Between 1995 and 1999, the foundation also worked in Africa, training 133 eye surgeons in Zimbabwe, Kenya, Tanzania, The Gambia, Lesotho, Swaziland, Botswana, Ethiopia, Malawi, Zambia and Uganda. But the programme, which was based in Harare and run by two experts, wound up in 1999 due to the emerging political instability and a desire to have a programme run by locals.
Building on the lessons learned from the initial Africa programme, the foundation has employed South African Fiki Nxumalo to manage its latest project, which will be run in conjunction with the Eastern Cape Department of Health.
It has also adopted a broader approach than just training doctors.
The Eastern Cape was chosen because it is the province with the greatest need for eye surgery. According to the latest national Department of Health figures, surgeons in the Eastern Cape performed 390 cataract operations per million people in 2000, while the national figure was 850 per million.
About 70% of cataract cases are in the former homelands of Ciskei and Transkei but the six public hospitals equipped to do cataract surgery in the Eastern Cape are in urban areas. Of these six hospitals, two have no ophthalmologist and the other four have waiting lists of up to six months.

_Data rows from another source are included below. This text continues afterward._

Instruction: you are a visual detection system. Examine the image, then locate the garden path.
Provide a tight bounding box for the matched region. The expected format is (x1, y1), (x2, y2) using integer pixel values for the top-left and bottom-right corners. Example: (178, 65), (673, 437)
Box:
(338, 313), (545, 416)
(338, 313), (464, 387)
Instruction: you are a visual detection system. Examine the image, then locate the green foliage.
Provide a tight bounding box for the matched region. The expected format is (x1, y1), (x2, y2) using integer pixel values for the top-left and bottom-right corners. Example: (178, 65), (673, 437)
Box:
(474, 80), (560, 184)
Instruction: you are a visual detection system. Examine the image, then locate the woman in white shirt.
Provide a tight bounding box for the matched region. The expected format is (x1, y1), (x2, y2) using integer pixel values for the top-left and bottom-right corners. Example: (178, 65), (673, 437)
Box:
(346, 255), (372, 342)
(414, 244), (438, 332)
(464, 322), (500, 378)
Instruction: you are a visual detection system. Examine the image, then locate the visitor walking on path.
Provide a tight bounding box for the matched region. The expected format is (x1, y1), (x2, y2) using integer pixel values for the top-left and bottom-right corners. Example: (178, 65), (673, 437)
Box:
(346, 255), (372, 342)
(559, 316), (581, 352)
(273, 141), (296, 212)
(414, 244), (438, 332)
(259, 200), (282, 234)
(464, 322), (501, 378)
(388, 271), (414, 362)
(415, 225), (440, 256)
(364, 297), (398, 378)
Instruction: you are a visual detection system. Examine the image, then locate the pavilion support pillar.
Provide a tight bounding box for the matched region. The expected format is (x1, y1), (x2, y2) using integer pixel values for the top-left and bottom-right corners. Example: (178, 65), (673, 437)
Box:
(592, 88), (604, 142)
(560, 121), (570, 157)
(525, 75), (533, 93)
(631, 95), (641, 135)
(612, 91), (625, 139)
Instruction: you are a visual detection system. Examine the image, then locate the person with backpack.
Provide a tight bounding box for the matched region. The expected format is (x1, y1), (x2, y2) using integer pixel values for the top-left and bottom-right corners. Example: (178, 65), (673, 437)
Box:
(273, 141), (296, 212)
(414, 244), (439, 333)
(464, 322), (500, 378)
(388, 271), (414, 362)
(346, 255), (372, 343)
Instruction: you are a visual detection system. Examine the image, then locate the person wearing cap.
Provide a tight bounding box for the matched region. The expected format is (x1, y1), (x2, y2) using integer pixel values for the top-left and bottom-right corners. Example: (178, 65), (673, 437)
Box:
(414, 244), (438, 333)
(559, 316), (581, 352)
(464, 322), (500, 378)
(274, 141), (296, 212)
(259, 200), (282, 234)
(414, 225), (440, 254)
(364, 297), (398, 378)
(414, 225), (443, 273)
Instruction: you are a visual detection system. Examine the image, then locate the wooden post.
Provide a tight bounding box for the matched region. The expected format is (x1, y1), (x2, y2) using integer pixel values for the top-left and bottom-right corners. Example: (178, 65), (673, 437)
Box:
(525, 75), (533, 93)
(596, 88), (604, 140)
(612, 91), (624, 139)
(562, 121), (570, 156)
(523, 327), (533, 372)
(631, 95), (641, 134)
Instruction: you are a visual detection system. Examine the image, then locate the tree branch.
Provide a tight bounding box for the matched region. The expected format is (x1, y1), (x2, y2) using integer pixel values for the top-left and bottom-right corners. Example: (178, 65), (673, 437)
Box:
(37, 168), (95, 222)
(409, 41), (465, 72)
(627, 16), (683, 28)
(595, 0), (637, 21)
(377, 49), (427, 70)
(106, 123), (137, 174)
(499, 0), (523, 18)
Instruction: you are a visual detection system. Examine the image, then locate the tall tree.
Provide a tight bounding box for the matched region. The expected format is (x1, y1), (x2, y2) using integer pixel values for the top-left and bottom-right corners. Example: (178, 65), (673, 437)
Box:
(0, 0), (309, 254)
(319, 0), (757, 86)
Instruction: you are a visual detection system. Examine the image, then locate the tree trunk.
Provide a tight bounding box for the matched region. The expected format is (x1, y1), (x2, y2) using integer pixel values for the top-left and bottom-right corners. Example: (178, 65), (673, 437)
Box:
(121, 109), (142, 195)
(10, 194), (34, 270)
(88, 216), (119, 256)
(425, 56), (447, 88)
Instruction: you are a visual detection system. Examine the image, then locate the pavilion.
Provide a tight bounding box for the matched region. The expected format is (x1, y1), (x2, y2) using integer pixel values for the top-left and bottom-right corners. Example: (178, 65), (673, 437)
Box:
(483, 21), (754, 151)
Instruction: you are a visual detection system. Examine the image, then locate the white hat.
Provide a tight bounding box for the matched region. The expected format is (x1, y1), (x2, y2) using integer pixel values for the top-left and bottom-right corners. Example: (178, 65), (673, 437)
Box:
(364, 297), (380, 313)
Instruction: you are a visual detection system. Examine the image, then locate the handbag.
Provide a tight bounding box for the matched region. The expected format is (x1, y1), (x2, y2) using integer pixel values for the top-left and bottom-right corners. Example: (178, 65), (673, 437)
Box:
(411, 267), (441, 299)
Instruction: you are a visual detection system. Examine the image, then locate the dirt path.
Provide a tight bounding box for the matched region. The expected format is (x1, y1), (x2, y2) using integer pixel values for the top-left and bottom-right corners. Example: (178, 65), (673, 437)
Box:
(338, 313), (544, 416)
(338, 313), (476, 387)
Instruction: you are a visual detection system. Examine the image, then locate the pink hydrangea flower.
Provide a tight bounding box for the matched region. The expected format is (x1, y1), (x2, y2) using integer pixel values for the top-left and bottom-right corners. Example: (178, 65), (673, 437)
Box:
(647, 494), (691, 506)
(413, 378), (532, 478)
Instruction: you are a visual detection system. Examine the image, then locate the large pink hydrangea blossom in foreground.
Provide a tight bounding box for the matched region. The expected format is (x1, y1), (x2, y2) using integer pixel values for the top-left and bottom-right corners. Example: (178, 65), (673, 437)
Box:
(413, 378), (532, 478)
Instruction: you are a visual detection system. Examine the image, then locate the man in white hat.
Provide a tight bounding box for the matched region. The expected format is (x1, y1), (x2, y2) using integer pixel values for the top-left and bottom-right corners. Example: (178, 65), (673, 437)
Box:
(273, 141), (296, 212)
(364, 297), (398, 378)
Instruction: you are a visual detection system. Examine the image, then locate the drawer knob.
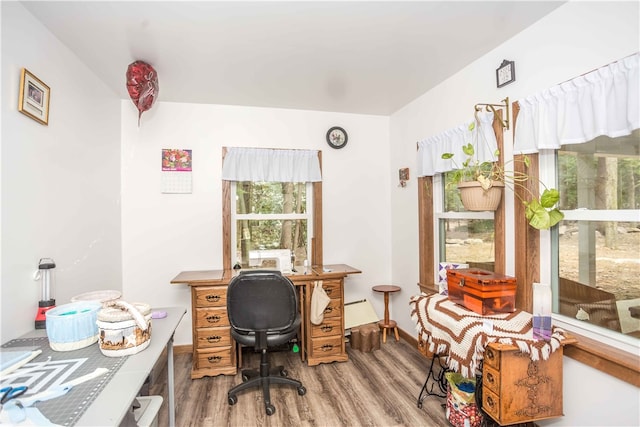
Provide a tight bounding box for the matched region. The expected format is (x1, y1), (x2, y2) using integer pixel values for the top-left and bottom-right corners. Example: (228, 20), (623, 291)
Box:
(207, 314), (220, 323)
(207, 356), (222, 363)
(487, 372), (496, 384)
(487, 396), (496, 408)
(487, 348), (496, 360)
(322, 344), (333, 351)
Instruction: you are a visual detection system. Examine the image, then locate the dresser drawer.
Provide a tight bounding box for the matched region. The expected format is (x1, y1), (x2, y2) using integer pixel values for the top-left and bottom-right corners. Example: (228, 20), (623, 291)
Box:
(311, 317), (342, 338)
(194, 307), (229, 328)
(322, 280), (342, 299)
(197, 346), (235, 369)
(196, 327), (231, 349)
(482, 366), (500, 394)
(194, 286), (227, 307)
(309, 335), (343, 357)
(324, 298), (342, 318)
(483, 344), (502, 371)
(482, 388), (500, 420)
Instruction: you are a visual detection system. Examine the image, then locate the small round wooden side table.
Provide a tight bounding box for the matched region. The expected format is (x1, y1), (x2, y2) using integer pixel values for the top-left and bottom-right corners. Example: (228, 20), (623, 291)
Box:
(372, 285), (402, 343)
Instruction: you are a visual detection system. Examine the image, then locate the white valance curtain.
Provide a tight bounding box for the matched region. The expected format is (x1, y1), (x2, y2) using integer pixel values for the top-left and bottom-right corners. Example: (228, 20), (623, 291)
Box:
(417, 112), (498, 176)
(222, 147), (322, 182)
(514, 53), (640, 154)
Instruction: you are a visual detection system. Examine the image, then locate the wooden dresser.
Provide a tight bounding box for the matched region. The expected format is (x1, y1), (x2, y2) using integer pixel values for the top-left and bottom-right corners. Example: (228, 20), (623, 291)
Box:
(482, 343), (562, 425)
(410, 294), (576, 425)
(171, 264), (361, 378)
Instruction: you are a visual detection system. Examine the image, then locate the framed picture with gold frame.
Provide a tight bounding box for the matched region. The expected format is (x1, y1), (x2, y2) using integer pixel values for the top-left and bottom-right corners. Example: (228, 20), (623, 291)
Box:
(18, 68), (51, 126)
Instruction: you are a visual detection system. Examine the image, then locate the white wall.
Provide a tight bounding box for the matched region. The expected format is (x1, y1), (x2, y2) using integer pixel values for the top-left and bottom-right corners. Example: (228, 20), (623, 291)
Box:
(122, 101), (391, 344)
(391, 2), (640, 426)
(0, 2), (124, 342)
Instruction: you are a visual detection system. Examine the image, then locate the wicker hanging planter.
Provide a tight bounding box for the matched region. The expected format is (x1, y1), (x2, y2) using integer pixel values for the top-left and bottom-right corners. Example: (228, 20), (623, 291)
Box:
(458, 181), (504, 211)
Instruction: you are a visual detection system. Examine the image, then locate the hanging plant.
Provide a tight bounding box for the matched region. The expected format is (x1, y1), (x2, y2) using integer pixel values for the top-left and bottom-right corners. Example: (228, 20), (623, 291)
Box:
(441, 121), (564, 230)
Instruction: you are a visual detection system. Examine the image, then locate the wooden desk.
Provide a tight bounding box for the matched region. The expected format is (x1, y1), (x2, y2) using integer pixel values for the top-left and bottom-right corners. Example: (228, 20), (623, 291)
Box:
(171, 264), (361, 378)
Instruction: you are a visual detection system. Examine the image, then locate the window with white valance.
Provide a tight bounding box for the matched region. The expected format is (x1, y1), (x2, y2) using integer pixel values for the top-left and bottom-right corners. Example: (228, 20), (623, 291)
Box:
(514, 53), (640, 154)
(222, 147), (322, 182)
(417, 112), (498, 176)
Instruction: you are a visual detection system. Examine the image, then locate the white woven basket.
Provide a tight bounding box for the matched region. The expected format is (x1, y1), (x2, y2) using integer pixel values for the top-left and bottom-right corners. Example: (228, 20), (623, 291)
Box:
(96, 301), (151, 357)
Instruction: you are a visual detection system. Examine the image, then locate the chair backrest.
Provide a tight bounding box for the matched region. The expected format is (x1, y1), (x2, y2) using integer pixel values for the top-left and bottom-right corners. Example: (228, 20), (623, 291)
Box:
(227, 270), (298, 333)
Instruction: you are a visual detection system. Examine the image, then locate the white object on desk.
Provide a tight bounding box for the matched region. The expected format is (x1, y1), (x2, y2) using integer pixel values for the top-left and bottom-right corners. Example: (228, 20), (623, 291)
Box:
(249, 249), (292, 274)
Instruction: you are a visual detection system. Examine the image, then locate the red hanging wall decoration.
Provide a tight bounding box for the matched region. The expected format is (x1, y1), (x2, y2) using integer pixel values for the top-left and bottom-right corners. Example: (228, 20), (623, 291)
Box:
(127, 61), (159, 126)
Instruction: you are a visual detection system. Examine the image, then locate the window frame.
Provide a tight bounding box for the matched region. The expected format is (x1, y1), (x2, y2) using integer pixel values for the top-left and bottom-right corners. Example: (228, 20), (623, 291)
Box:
(222, 147), (323, 271)
(512, 101), (640, 387)
(229, 181), (314, 270)
(418, 110), (506, 291)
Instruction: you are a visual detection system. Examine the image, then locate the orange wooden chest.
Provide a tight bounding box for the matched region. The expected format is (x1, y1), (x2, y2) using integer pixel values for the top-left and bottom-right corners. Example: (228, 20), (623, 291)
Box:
(447, 268), (516, 315)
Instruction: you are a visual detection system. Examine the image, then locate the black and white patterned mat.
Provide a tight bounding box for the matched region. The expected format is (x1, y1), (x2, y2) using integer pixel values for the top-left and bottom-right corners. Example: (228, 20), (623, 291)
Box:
(0, 337), (128, 426)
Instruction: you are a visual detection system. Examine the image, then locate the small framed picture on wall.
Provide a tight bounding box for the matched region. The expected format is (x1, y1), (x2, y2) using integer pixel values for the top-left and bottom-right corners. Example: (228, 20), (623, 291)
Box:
(18, 68), (51, 126)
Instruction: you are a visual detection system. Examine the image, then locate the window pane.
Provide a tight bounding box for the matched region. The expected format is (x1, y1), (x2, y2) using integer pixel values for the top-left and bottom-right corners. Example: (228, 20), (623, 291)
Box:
(444, 172), (464, 212)
(236, 219), (307, 268)
(440, 219), (495, 271)
(557, 137), (640, 337)
(236, 181), (307, 214)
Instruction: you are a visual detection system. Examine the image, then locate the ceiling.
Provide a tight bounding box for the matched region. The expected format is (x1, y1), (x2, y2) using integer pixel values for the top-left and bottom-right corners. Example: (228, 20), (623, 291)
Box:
(23, 1), (563, 115)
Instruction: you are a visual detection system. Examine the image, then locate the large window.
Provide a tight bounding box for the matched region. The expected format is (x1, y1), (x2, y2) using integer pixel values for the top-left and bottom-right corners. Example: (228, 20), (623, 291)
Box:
(553, 131), (640, 338)
(231, 181), (313, 268)
(222, 147), (323, 270)
(436, 172), (495, 271)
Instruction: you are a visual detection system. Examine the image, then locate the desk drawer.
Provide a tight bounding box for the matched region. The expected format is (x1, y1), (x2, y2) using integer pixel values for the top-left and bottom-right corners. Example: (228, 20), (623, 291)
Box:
(309, 335), (343, 357)
(482, 388), (500, 420)
(198, 347), (233, 369)
(196, 327), (231, 349)
(482, 366), (500, 394)
(311, 317), (342, 338)
(194, 307), (229, 328)
(324, 298), (342, 318)
(194, 286), (227, 307)
(322, 280), (342, 299)
(484, 344), (502, 371)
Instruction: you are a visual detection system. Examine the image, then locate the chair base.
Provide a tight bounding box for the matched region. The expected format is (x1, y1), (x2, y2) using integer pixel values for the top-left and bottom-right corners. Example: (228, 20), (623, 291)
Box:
(227, 350), (307, 415)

The foundation has employed Nigerian-born ophthalmologist, Ayodeji Adu, to train nine local doctors in six key rural hospitals over the next three years to perform cataract surgery. By the end of 2005 it is hoped each doctor will be performing 500 cataract operations a year.
The programme will fund 18 places for ophthalmic nurses six a year at the Edendale Nursing College in Pietermaritzburg to assist the cataract surgeons and patients.
To ensure sustainability, the programme will train hospital management and administrative support staff in equipment maintenance. Training will also be given in developing cost recovery systems to fund more lenses and supplies, and subsidise patients who cannot afford surgery.
It will also contract a community trainer to teach all rural health clinic staff to identify cataracts and to develop education programmes for schools and communities.
The R8,5-million programme aims to halve the estimated backlog of 27000 people in the Eastern Cape suffering from cataract blindness by the end of 2005 and treat the estimated 5370 people who become cataract blind each year.
The foundation’s chief executive Mike Lynskey said the programme was beginning in a limited, achievable way so that it had a better chance of ongoing success but he hoped it could expand throughout the country.
For Mokhatlane, her operation earlier this month at Maseru’s Queen Elizabeth II hospital, gave her back not only her sight, but her life.